Text-message nudges have been a viable tool in early-childhood literacy in recent years, with parents or guardians receiving occasional missives to encourage specific literacy activities with their children. These cost little to send, and the kids do significantly better on assessments. Such nudges have gained traction as a way to increase engagement, especially among poorer families, and the idea has expanded to include other behaviors, like school attendance.
More recently, educators have been exploring how to maximize the effectiveness of these programs. A recent paper in Education Finance and Policy found that the frequency and content of the texts can affect literacy test scores.
Researchers conducted a randomized experiment with the parents of almost 3,000 four-year-old children enrolled in the Dallas Independent School District pre-K program, which primarily serves non-English speakers and children who qualify for free or reduced price lunch. More specifically, the researchers compared three variations of an early literacy texting program using literacy tests, parent surveys, and parent opt-out rates to evaluate the effectiveness of each program.
Parents in the first group received a text message every Wednesday that suggested specific literacy activities to do with their children. The second group received two additional text messages per week, which included more general information and encouragement. The third group received five texts per week, one for each school day. Parents in all three groups received texts for eight months.
The messages, which were delivered in English or Spanish, covered a wide range of literacy topics, including letter recognition, letter sound awareness, beginning sound awareness, rhymes, name writing, story comprehension, vocabulary development, and parent-child book reading routines. The complexity of the texts increased during the eight months, with topics occasionally reintroduced for reinforcement. In general, the suggested activities were designed to integrate easily with existing family activities, such as commuting or sharing meals together.
On average, the researchers found that kids in the second group—those whose parents received three texts per week—had the greatest increase in their literacy test scores. The difference was especially pronounced for students who scored in the bottom quarter on a pretest. According to the researchers, this suggests that too few texts might not do enough to sufficiently engage parents, but that too many texts could overwhelm them. And indeed, more parents dropped out of the program when the number of texts per week rose.

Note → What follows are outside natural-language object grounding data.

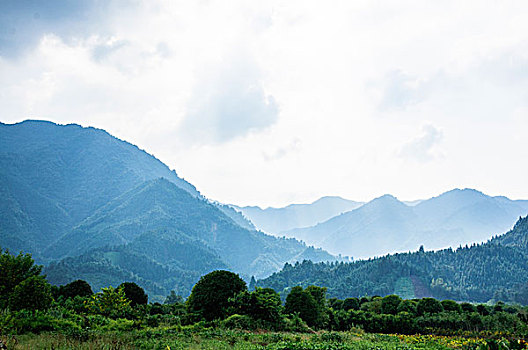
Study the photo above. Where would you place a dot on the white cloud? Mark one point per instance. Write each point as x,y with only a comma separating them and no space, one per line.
218,90
421,148
228,101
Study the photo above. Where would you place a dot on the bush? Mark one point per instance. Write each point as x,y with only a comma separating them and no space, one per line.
76,288
429,305
33,293
210,296
237,321
134,293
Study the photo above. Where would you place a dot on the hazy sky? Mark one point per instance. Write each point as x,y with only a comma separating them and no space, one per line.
273,102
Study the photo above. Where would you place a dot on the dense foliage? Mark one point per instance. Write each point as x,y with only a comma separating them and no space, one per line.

The nature of the messages may also have mattered, as the three-text-per-week version of the program featured an equal balance between actionable tips, general information, and encouragement, whereas the other versions placed greater emphasis on actionable tips.
As the authors note, text-message nudges have been gaining traction for some time, and the research on them might also have broader implications for school-to-family engagement. Either way, nudges are more than a fad. They are well on their way to becoming a science.